Brine shrimp toxicity study
Brine shrimp lethality bioassay (
14-
17) was performed to investigate the toxicity of compounds 8, 12, 19 and 25 which showed the highest antimycobacterial activity. Dried cysts (1 g cyst per liter) of brine shrimp (
Artemia salina) were hatched in a bottle containing artificial sea water (3.5% (w/v) marine salts/distilled water) at 28-30°C with strong aeration (flow rate of 7 L/ min), under a continuous light regime (1600 lux) for 30-35 h. Subsequently, the newly hatched brine shrimp larvae (nauplii) were separated from the remaining cysts and collected with a pipette from the lighted side and concentrated in Petri dishes to be immediately used for bioassay. Assays were performed in 24-well flat test plates (Orange Scientifique, Belgium). Acetone 100% (Merck, Germany) was used for the preparation of different concentrations (1000, 100, 10 and 1 μg/mL) of tested compounds, in triplicates. Each well of treated groups became exposed to several concentration of acetone solution of compounds in the basic salt medium (3.5% (w/v) marine salts/ distilled water in addition to polyethylene glycol (PEG) 6000 (Merck, Germany) 1.2%, while control groups only received basic salt medium. Gallic acid (Merck, Germany) was utilized as positive control. After the evaporation of vehicle solvent, 10 fresh nauplii were introduced to each well and the plates were placed on a shaker with 40 rpm to be aerated at room temperature. After 24 h, the numbers of survivors (larvae were considered dead if they did not exhibit any internal or external movement during several seconds of observation) were counted by microscope AC 230V, 50 Hz (Sairan, Iran) and recorded to determine the corrected mortality via the following formula:
Corrected mortality (%) = [(Mmct)t - (Mmct)c / 100 - (Mmct)c] × 100
Here: Mmct (mortality of individuals at time t%) = [NMm (number of died individuals) / N0 (initial number of living individuals in every test well at the beginning of the test)] × 100
(Mmct)t = calculated Mmct for treated test wells
(Mmct)c = calculated Mmct for control test wells
Based on the calculated corrected mortality, relevant 50% lethality doses (LD50)s with 95% confidence intervals were estimated by GraphPad Prism 5.0 (2007) for each tested compound.

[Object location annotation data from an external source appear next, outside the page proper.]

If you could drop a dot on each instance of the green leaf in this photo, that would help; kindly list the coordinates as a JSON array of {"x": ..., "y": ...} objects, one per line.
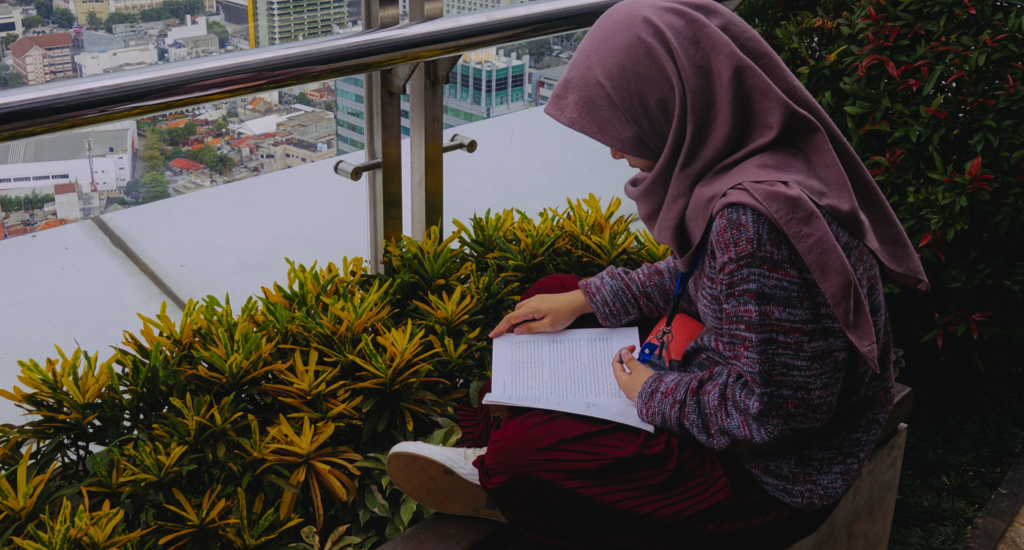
[
  {"x": 407, "y": 509},
  {"x": 376, "y": 503}
]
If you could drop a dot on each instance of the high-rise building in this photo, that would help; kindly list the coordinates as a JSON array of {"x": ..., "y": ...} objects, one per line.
[
  {"x": 483, "y": 84},
  {"x": 276, "y": 22},
  {"x": 43, "y": 57},
  {"x": 10, "y": 19}
]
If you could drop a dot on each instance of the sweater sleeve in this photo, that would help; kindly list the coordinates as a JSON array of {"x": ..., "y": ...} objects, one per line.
[
  {"x": 771, "y": 371},
  {"x": 620, "y": 296}
]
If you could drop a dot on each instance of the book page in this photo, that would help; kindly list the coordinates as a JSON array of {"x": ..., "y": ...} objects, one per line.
[{"x": 568, "y": 371}]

In silico calculation of the physicochemical properties
The ClogP values were obtained through server tool available at (www.organic-chemistry. org). The other properties were measured by Toolkit for Estimating Physicochemical Properties of Organic Compounds (V. 1.0, 1999). The molecules in sdf format were made into database using EdiSDFd (V. 5.03, 2010). After that the energy minimization was performed through MMFF94 Energy Local Minimum, the group matching for the ranking based on key points in thiacetazone pharmacophores was measured in LigandScout (V.3.0, 2011). Dipole moment was calculated in Chem3D module of Chembiooffice 12.0 package (2010). Energy minimization was first run by MM2, and then dipole was calculated by GAMESS interface.